When international sculptor Herb Parker began construction on his nature-based installation in Santa Barbara’s Botanic Garden, he had literally one shovel to work with. The project was scheduled to begin on May 11, less than a week after the Jesusita Fire began consuming acreage and property, including all of the Garden’s horticulture and construction tools. However, with the help of a team of volunteers-who apparently turned a blind eye to the Garden’s ongoing volunteers’ walk-out drama-Parker’s work continued as planned. “I think this project gave [the Botanic Garden staff] a needed focus while the area regrows,” said Parker. “I admire their determination in the wake of such utter devastation.”
Parker’s featured house-like sculpture, which has yet to be named and is in its final stages of completion, sits on the north end of the Garden’s central meadow and rises, quite suddenly, out of the surrounding low-lying foliage. At 30 feet deep, 40 feet across, and 15 feet high, the commanding installation is meant to be viewed-or rather participated in-by walking through one of the two gaping entrances and continuing along a snaking path before eventually arriving at a central site. Inside the quasi-labyrinth, light plays off the dozens of redwood logs that support its “living roof” which, on its underside, is made of sod and, on the surface, is dotted with indigenous plantings that will be changed according to season throughout the two-year lifespan of the structure.
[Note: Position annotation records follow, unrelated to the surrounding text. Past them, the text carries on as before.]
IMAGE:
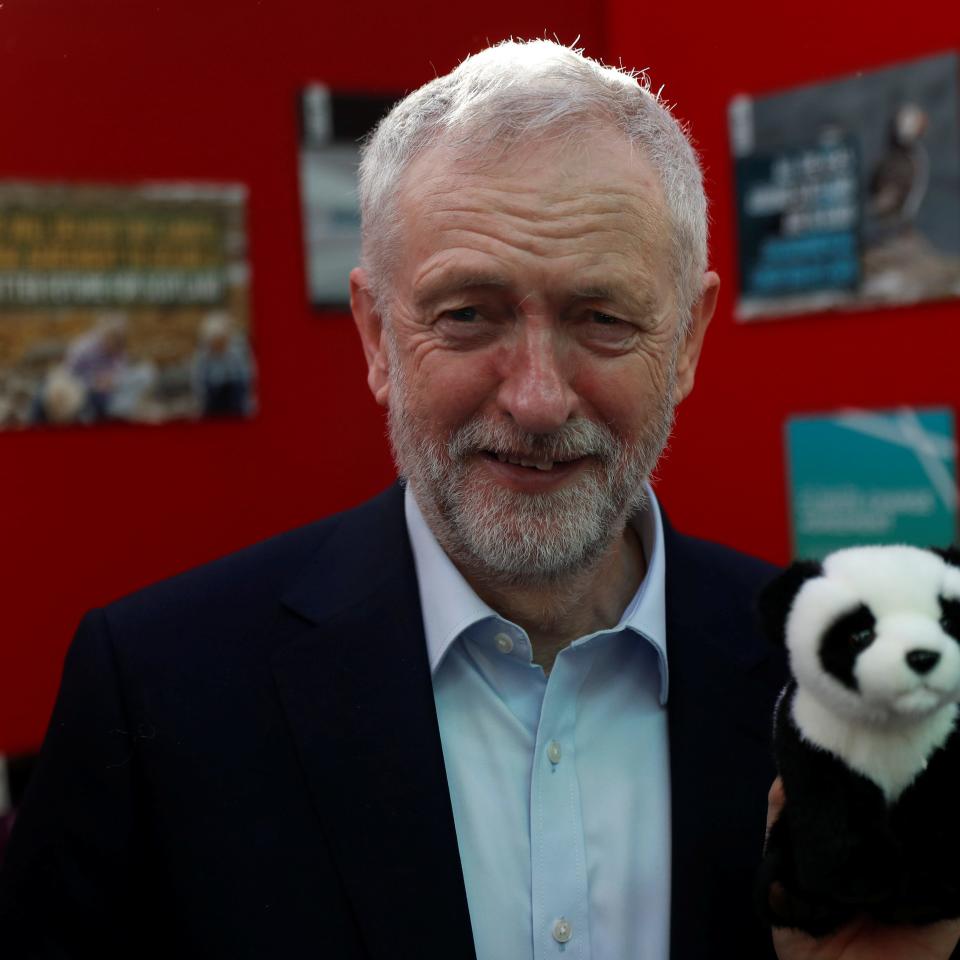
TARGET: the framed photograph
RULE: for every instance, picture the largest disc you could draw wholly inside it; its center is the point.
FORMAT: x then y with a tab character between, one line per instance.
332	126
123	303
848	192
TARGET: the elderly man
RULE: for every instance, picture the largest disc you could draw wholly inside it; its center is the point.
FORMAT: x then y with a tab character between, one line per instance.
502	711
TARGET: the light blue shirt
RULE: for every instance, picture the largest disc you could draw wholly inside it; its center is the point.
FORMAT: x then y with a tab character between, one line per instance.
560	785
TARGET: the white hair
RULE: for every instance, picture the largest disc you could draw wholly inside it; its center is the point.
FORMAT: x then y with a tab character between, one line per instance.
521	90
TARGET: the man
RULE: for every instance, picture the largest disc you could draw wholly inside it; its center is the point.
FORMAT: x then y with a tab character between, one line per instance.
506	711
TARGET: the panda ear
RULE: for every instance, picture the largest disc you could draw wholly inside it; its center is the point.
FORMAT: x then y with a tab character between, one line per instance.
776	598
949	554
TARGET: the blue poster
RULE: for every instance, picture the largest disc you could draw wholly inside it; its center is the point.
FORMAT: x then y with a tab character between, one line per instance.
848	191
861	477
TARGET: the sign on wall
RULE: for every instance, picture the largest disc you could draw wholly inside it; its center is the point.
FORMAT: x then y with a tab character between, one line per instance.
332	126
872	477
124	303
848	192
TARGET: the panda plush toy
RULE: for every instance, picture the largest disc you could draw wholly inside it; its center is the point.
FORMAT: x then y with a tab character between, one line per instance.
866	740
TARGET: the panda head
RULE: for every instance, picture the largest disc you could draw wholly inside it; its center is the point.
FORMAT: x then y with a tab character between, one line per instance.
872	633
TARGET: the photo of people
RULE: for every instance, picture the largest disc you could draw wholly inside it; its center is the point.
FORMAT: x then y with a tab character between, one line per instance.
123	304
When asked what he would like admirers to take away from his most recent work, Parker responded, “I hope people will obtain a heightened mystical reverence for nature and environment. As people move through [the building] together and meet in the middle they may engage in a dialogue about nature or whatever comes up.” As he discussed the project, the naturalist, sculptor, and teacher (Parker is a professor of art at the College of Charleston) said he couldn’t help but enthuse over Santa Barbara’s unique climate and landscape while working at the Garden, even in light of the area’s recent wildfire. “Once you got over the campfire smell, it was a great place to work.”